By Abdullah Farooq - Jacobin, August 23, 2022
As climate change disrupts migration patterns, animals and the viruses they carry will come into unusual contact with each other — and inevitably with humans, unleashing new pandemics. The only thing that can stop this unfolding nightmare is a mass movement.
When animals migrate, be they butterfly kaleidoscopes or elk herds or bat cauldrons, they do so in response to ecological cues, which guide the manner and extent of the migration process. As climate change disrupts those cues, so too will it disrupt the migration of animals.
Climate change will thus deal a horrible blow to butterflies, bats, elk, and all manner of migratory animals. That’s tragic enough, but it gets worse: according to a recent study in Nature, this disruption will result in unusual interspecies contact, which will in turn cause new transmissions and mutations of viruses.
Through extensive modeling work, the study’s authors show that climate change will lead to altered migration patterns for thousands of animals, resulting in close to fifteen thousand new interspecies viral transmission events by the year 2070. In addition to having a massive ecological impact on the global fauna, this trend is of critical public health importance to us as humans, given that the majority of emerging infectious disease threats are zoonotic (transmitted by animal-to-human contact) in origin. The authors are cautious about predicting the probability of zoonoses into humans, but predict that geographies that are densely populated with humans will be future hot spots for interspecies viral transmission.
The study’s findings suggest that we are on the precipice of this mass-scale viral transmission event. The authors predict that the majority of these transmission events will happen between 2011 and 2040, indicating that many of them may already be taking place. While keeping temperature increases to within or below 2 degrees Celsius is a necessary goal, the authors predict that the accomplishment of this goal itself will not result in reduced viral sharing. In short, we’re probably stuck with massive changes in animal migration and vast quantities of viral transmission even if we slow climate change. However, there are other interventions we can make to stop the worst from happening.

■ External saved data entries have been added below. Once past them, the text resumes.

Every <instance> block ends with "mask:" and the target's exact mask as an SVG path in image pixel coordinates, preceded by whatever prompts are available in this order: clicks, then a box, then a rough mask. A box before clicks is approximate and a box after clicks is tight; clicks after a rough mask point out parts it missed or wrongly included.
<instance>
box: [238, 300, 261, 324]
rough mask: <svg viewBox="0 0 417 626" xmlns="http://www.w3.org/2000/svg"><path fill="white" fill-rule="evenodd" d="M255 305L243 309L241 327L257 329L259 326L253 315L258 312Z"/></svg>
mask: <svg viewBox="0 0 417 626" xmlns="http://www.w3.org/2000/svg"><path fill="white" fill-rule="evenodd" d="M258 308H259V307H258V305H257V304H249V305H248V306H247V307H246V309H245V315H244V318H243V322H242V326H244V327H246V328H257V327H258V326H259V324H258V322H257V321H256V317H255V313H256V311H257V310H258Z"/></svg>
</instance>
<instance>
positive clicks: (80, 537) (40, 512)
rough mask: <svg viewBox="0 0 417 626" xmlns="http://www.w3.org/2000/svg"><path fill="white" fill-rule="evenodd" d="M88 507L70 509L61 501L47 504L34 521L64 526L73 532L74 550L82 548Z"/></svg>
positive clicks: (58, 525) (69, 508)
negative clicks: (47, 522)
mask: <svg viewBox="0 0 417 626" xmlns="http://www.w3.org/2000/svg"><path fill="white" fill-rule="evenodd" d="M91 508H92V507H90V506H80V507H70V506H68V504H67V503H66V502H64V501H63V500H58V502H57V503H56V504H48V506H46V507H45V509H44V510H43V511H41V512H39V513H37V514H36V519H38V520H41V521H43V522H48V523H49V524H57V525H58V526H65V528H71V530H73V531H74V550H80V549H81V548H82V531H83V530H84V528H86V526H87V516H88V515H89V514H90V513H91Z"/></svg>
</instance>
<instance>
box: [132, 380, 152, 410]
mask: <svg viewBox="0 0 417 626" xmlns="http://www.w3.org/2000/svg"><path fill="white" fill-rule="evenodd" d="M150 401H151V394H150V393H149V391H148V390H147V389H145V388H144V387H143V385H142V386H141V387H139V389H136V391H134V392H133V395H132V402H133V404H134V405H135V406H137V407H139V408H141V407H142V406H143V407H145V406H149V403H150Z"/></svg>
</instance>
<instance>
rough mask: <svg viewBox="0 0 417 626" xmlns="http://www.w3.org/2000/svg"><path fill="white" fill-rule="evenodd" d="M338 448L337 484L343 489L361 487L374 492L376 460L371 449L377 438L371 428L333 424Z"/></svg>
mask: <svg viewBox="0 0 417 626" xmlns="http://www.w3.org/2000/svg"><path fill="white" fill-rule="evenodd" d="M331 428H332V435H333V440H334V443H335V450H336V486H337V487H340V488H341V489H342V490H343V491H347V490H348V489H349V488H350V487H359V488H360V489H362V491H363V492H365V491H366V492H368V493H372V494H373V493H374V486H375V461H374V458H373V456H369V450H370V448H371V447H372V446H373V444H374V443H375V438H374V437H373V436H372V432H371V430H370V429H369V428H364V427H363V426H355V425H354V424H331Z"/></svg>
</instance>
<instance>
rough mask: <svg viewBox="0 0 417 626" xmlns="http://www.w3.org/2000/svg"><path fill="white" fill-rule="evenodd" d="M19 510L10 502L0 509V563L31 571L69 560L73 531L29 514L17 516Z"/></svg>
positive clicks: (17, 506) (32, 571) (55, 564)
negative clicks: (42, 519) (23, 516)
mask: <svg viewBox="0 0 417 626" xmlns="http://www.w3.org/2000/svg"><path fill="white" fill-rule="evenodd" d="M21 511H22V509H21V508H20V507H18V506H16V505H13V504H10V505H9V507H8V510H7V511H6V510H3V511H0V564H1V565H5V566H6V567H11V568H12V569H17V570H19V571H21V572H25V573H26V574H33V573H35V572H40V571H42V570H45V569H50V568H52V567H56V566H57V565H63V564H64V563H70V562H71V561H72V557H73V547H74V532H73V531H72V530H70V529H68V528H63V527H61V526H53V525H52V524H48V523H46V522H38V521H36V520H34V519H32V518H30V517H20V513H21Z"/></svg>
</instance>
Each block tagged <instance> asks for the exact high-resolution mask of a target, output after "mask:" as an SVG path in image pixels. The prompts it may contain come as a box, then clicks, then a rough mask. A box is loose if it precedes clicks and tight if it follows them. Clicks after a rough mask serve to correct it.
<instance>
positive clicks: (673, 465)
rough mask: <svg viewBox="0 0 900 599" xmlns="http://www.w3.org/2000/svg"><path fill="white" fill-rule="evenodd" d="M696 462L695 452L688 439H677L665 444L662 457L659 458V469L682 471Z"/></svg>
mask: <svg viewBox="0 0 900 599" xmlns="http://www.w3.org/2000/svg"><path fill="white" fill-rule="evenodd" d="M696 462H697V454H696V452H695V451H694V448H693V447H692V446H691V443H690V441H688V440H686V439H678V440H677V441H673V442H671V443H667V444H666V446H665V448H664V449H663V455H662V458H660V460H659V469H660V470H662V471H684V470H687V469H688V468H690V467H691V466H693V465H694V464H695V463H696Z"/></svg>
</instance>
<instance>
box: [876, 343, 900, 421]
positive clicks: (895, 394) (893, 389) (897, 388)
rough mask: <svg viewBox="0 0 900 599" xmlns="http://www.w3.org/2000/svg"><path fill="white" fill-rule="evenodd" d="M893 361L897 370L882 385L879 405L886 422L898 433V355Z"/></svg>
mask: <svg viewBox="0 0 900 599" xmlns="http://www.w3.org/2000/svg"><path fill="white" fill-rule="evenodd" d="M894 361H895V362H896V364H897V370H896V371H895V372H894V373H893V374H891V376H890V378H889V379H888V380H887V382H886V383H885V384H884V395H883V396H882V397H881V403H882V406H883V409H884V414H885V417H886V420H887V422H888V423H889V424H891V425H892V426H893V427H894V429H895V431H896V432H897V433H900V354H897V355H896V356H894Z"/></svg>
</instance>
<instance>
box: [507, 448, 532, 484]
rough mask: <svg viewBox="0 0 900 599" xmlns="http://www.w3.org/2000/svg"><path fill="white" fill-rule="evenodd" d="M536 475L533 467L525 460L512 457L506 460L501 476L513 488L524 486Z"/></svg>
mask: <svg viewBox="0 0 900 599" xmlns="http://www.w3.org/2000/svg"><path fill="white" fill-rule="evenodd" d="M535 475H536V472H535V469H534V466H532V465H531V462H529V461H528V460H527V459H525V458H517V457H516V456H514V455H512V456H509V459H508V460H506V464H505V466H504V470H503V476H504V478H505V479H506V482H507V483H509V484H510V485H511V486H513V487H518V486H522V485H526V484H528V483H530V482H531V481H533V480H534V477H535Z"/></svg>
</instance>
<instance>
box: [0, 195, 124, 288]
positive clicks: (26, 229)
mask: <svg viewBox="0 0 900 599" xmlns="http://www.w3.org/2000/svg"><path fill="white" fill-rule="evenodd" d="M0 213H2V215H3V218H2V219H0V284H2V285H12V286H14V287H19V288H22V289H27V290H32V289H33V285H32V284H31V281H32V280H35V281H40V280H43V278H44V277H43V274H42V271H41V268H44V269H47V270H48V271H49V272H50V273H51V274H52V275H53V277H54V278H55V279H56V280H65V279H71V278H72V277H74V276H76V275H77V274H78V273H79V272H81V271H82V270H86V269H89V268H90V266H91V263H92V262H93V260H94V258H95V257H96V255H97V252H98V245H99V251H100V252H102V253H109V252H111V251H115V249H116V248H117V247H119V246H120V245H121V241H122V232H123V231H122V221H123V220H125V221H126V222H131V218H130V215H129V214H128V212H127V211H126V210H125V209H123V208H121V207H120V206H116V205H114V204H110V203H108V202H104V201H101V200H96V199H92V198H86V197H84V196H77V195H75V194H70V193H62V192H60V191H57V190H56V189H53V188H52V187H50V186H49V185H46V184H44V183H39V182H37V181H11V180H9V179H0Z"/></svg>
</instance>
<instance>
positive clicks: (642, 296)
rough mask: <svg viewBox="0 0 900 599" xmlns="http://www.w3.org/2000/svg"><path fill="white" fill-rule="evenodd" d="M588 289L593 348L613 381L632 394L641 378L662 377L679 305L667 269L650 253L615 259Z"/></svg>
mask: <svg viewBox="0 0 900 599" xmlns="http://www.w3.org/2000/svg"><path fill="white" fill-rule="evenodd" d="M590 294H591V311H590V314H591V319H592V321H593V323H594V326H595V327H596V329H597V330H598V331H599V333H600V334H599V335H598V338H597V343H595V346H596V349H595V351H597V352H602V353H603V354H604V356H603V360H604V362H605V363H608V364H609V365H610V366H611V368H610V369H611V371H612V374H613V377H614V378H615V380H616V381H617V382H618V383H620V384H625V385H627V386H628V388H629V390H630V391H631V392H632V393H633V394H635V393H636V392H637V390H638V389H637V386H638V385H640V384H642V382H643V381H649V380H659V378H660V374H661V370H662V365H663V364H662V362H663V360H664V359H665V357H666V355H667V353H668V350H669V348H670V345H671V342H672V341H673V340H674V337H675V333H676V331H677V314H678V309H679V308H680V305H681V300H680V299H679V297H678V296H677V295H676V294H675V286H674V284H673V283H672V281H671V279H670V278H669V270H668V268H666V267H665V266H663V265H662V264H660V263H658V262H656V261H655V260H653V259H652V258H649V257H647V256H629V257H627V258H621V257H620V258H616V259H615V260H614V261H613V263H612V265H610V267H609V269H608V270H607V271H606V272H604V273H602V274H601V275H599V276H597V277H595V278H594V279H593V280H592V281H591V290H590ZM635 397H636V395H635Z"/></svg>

In their model, the authors rely on a variety of land use scenarios — including alterations in deforestation, agricultural land usage, and human settlements — due to the uncertainty of how land is going to be used over the next fifty years. But none of that is inevitable. We can ensure that our land usage mitigates the impacts of climate change and prevents the emergence of the next pandemic. This can only happen if we’re able to take back control over how land is used, and democratically determine the best way to use it instead of leaving the decision up to capitalist markets.
Currently, our governments are beholden to corporate interests, which means that real estate and agribusiness have outsized influence over where and how land is developed. This has led to the unmitigated proliferation of sprawling housing developments, which often push deep into important ecological niches. This trend has already directly led to the destruction of 67 percent of coastal wetlands, which play a critical role in supporting local ecosystems, flood mitigation, carbon sequestration, and erosion control. In Brazil, Jair Bolsonaro’s far-right government has facilitated the rapid destruction of the Amazon rainforest to facilitate increased agricultural land usage. The Amazon is a massive carbon sink, and its destruction could make it impossible for the rest of the world to keep global warming from rising faster than 1.5-2 degrees Celsius.